A livello globale uno studio su leadership e produttività conferma il legame diretto tra competenze relazionali e risultati aziendali. Le imprese che investono in comunicazione interna e intelligenza emotiva migliorano la performance fino al 20% e riducono sensibilmente il turnover. La mancanza di queste abilità, al contrario, è oggi una delle prime cause di fallimento manageriale e di perdita di engagement nei team. In un mondo dove la collaborazione è un requisito strategico, l’analfabetismo relazionale è diventato un rischio concreto per la competitività. Nel tessuto produttivo italiano, composto per oltre il 90% da micro e piccole imprese, la qualità delle relazioni pesa più delle procedure. I dati mostrano che solo il 25% delle aziende prevede percorsi di sviluppo per le competenze socio-emotive e meno di un terzo dei manager misura il clima interno in modo sistematico, numeri confermati anche da PA360. Molte organizzazioni, pur riconoscendo l’importanza della comunicazione e del benessere, non dispongono di strumenti per svilupparli. Quando il capo non ascolta o non dà feedback, il team si irrigidisce. E se il dipendente non trova un ambiente relazionale sano si disconnette o se ne va. Per la Generazione Z la coerenza tra immagine e realtà è imprescindibile. Secondo quanto emerge da un recente sondaggio, la qualità delle relazioni con il proprio manager e la cultura aziendale sono oggi tra i criteri decisivi che spingono i giovani a restare o cambiare lavoro. Rispetto al passato oggi questa percezione è pubblica: piattaforme, community e social network rendono immediatamente visibile se un ambiente è tossico o inclusivo. Un manager che comunica male non perde solo persone, ma credibilità esterna. Ecco perché la leadership del futuro non può prescindere dalla competenza relazionale: chi guida deve saper ascoltare, leggere le emozioni e dare esempio di equilibrio.
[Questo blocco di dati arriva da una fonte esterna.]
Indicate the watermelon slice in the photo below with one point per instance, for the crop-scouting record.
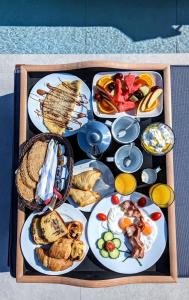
(128, 105)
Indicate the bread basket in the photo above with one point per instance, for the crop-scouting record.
(24, 148)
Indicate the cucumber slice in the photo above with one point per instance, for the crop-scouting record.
(104, 253)
(108, 236)
(117, 242)
(114, 254)
(100, 243)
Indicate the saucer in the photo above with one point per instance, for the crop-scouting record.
(94, 133)
(135, 156)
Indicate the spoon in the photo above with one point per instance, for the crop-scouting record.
(127, 159)
(123, 132)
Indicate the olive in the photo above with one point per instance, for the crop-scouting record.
(118, 76)
(138, 94)
(111, 86)
(98, 97)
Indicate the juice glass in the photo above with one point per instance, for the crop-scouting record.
(162, 194)
(125, 184)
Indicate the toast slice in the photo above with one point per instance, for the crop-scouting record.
(36, 157)
(25, 175)
(36, 232)
(53, 227)
(24, 191)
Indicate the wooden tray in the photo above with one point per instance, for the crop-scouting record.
(91, 273)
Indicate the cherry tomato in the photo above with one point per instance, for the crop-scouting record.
(155, 216)
(115, 199)
(142, 202)
(101, 217)
(109, 246)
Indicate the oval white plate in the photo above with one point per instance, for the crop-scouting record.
(68, 213)
(95, 229)
(104, 186)
(156, 112)
(54, 79)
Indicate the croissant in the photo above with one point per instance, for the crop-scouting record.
(86, 180)
(61, 248)
(77, 250)
(75, 230)
(83, 198)
(53, 264)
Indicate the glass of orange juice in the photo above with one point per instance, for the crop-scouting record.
(125, 183)
(162, 194)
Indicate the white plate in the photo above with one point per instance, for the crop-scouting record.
(95, 229)
(104, 186)
(156, 112)
(54, 79)
(68, 213)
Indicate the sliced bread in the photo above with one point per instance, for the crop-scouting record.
(36, 157)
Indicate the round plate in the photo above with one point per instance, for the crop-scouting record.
(54, 79)
(104, 186)
(68, 213)
(130, 266)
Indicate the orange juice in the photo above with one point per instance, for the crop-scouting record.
(161, 194)
(125, 184)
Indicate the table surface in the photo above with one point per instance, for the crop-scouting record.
(180, 92)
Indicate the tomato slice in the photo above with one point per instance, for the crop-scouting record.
(101, 217)
(115, 199)
(155, 216)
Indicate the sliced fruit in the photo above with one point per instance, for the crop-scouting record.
(104, 81)
(156, 103)
(106, 107)
(148, 78)
(154, 96)
(144, 89)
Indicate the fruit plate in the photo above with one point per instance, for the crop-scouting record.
(156, 240)
(154, 113)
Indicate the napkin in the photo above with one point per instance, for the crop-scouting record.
(45, 184)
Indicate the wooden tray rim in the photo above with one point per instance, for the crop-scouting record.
(20, 277)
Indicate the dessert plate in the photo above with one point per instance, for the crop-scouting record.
(68, 213)
(96, 228)
(156, 112)
(104, 186)
(35, 100)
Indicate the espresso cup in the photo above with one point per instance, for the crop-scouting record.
(135, 156)
(122, 123)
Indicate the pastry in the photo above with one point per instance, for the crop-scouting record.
(83, 198)
(75, 230)
(36, 232)
(59, 104)
(53, 264)
(27, 180)
(61, 248)
(53, 226)
(77, 250)
(36, 157)
(86, 180)
(24, 191)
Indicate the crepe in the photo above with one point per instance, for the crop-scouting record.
(83, 198)
(59, 105)
(86, 180)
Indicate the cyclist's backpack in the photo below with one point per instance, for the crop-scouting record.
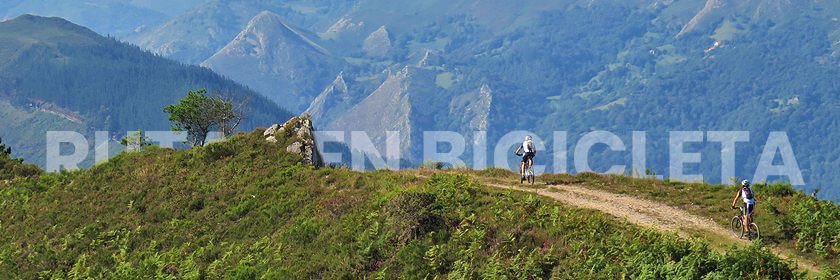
(747, 192)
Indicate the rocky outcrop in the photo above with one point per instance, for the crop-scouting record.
(299, 133)
(278, 60)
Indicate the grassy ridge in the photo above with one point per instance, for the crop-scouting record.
(246, 209)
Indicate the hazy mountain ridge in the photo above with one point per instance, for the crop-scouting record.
(63, 77)
(276, 60)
«Non mancano solo le competenze, ma anche strumenti e momenti per allenarle – spiega Michele Petrone, founder & ceo di PA360 Training on skills – Serve una nuova cultura della relazione: insegnare a parlare, ascoltare e dare feedback con la stessa attenzione con cui si insegna a usare un software». Per fare davvero la differenza come manager, può essere utile rompere la routine dei feedback: invece della classica riunione mensile, provate a privilegiare conversazioni brevi e spontanee. Sono momenti più immediati e spesso più efficaci, perché permettono di cogliere le cose sul nascere. Un altro accorgimento importante è praticare l’ascolto vero. Durante le call, spegnete il multitasking e guardate davvero chi parla: il semplice gesto di prestare attenzione cambia completamente la qualità della comunicazione. Riconoscere i meriti in pubblico e correggere in privato è un altro principio che fa la differenza. Un elogio sincero davanti agli altri vale più di qualsiasi valutazione scritta, mentre una correzione privata evita imbarazzi e mantiene la fiducia. Mostrare vulnerabilità non è un segno di debolezza, anzi: ammettere un errore o raccontare una difficoltà crea un senso di fiducia e umanità nel gruppo. Infine, è fondamentale creare spazi di decompressione. Momenti informali, anche digitali, permettono di condividere idee, dubbi o piccoli disagi senza la pressione delle gerarchie, favorendo la creatività e la coesione del team.